Investigators have also worked to understand how psychotropic medications—particularly antidepressants—affect sleep and whether an association exists between sleep changes and antidepressant response.14 Although antidepressants have been shown to affect objective sleep measures, few studies have investigated how sleep changes relate to clinical antidepressant response. For example, in several studies of depressed patients, fluoxetine and fluvoxamine decreased sleep efficiency and increased the number of awakenings,15–18 while other selective serotonin reuptake inhibitors (eg, sertraline, citalopram) did not affect sleep efficiency or continuity.18–20 Roth and colleagues investigated the effects of doxepin, a tricyclic antidepressant, and found that it improved sleep efficiency and reduced the number of awakenings after sleep onset; these measures correlated with improvement in depressive symptoms.21 However, none of these studies examined the relationship between sleep changes and antisuicidal response.
Understanding the role of sleep continuity in suicidal and depressed individuals would help clarify its potential role both as a neurobiological factor that contributes to acute suicide risk and as a future target for suicide prevention. Specifically, the relationship between reduced suicidal thoughts and sleep measures—such as nighttime EEG—has not previously been examined. This study used nighttime EEG to investigate the relationship between nocturnal wakefulness and antisuicidal response to ketamine, an N-methyl-d-aspartate (NMDA) receptor antagonist, in treatment-resistant patients with current suicidal ideation experiencing a major depressive episode. Previous studies found a rapid decline in suicidal ideation after a single ketamine infusion,22,23 and some of these effects were demonstrated to occur independently of antidepressant response.24 This work builds on our previous sleep EEG analysis, which demonstrated that wakefulness after sleep onset, particularly between the hours of 4:00–4:59 am, was associated with next-day suicidal thoughts in depressed patients, even after adjusting for age, gender, diagnosis, and severity of depression.25 Our analyses focused on hourly totals of wakefulness between midnight and 4:59 am specifically because of our previous findings as well as recent research suggesting that this time period may be critical for suicide risk.26
METHODS
Patient Population
This study was a secondary analysis that included 34 patients with suicidal ideation and treatment-resistant depression who participated in a series of clinical trials to evaluate the efficacy of ketamine between 2006 and 2013 (ClinicalTrials.gov identifier: NCT00088699).27–30 Patients were 18–65 years old (20 men, 14 women; mean age = 44.97 years, SD = 13.28) and had a diagnosis of either major depressive disorder (MDD) (n = 23) or bipolar disorder (n = 11); diagnoses were determined by a face-to-face interview with a licensed, independent practitioner and confirmed with the Structured Clinical Interview for Axis I DSM-IV Disorders-Patient Version (SCID). All patients were currently experiencing a major depressive episode. Inclusion criteria required a Montgomery-Asberg Depression Rating Scale (MADRS) score reflecting at least moderate severity (greater than 2027,29 or 2228 depending on the substudy for which the participant enrolled). Acute suicidal thoughts signaling imminent suicide risk upon entry to the study (before medication taper) were an exclusion criterion for one of the clinical trials.

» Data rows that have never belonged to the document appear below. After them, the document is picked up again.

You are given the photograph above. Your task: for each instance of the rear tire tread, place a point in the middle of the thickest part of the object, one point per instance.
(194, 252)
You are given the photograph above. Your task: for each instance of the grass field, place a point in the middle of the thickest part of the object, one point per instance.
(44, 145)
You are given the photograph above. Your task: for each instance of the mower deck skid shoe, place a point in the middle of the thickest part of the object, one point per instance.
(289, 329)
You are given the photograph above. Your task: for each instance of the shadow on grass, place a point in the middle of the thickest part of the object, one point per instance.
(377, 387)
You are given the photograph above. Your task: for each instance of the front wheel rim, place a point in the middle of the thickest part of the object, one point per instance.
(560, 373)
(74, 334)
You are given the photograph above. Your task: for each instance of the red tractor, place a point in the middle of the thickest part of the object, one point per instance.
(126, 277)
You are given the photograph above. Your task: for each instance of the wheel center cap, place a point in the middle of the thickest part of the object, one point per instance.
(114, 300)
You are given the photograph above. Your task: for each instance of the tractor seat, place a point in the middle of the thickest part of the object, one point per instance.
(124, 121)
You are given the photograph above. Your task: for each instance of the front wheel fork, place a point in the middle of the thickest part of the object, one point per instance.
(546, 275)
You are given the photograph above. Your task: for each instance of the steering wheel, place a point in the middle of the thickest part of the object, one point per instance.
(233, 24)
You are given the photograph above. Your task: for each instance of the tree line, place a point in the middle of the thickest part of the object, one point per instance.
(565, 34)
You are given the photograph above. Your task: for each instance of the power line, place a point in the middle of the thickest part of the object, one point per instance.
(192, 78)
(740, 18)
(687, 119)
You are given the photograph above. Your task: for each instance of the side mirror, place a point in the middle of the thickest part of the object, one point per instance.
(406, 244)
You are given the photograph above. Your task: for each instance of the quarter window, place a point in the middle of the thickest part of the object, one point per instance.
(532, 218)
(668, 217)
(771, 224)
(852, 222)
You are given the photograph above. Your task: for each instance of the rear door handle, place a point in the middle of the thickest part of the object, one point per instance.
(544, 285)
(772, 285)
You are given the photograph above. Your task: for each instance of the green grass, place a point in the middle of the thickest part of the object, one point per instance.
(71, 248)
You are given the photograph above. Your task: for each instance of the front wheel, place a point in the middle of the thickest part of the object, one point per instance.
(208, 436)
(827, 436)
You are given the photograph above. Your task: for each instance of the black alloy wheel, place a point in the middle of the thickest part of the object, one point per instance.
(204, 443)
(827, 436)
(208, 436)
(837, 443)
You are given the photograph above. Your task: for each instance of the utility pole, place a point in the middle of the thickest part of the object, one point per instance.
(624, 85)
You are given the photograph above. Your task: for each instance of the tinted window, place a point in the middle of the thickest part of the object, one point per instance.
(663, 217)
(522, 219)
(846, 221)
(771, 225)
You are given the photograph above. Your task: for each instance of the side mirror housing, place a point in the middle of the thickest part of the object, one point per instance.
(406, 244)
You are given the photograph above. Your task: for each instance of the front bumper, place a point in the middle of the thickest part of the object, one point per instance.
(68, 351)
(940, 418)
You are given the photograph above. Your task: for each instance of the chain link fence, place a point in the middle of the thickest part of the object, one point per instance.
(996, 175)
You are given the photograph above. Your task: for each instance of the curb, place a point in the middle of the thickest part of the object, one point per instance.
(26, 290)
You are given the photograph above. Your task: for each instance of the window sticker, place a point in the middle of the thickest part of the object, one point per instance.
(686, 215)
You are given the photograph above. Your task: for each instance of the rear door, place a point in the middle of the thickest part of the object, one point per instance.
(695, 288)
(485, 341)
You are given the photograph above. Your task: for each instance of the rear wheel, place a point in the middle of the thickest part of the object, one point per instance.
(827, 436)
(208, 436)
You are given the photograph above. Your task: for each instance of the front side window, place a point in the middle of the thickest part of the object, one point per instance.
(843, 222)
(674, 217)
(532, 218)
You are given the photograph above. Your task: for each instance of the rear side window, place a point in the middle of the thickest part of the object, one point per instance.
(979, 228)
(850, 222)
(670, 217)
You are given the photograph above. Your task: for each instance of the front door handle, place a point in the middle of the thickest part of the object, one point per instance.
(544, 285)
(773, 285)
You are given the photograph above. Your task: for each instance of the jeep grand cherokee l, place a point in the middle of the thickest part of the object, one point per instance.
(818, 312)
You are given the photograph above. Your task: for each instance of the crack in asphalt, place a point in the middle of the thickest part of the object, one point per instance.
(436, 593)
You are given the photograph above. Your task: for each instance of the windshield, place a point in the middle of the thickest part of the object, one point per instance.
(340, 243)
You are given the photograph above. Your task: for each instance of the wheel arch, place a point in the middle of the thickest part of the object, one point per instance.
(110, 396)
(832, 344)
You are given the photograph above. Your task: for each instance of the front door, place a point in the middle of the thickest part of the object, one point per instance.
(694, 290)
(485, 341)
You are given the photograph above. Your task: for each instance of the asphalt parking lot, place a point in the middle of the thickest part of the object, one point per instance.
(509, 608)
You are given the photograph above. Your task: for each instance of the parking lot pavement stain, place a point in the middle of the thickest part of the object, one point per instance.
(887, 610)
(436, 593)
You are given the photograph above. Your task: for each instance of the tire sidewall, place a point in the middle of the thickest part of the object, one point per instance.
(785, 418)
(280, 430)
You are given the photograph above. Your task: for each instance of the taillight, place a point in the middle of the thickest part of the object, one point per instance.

All MDD patients were medication-free for at least 2 weeks (5 weeks for fluoxetine), and bipolar disorder patients were only taking either lithium or valproate at therapeutic levels. Subjects were not allowed scheduled or PRN use of hypnotics. All participants were inpatients on the Mood and Anxiety Disorders Research Unit at the National Institute of Mental Health (NIMH) in Bethesda, Maryland, and provided written informed consent before entry into the study.
Notably, a subset (n = 11) of patients in this sample were randomized to receive a single dose of riluzole (50 mg), a glutamate modulator FDA-approved for the treatment of amyotrophic lateral sclerosis, the night after receiving open-label ketamine infusion. Because previously published data31 suggested that add-on riluzole does not affect slow-wave activity beyond the effects already seen with ketamine, planned analyses were completed for the entire sample (n = 34) as well as among the subsample that received ketamine only (n = 23).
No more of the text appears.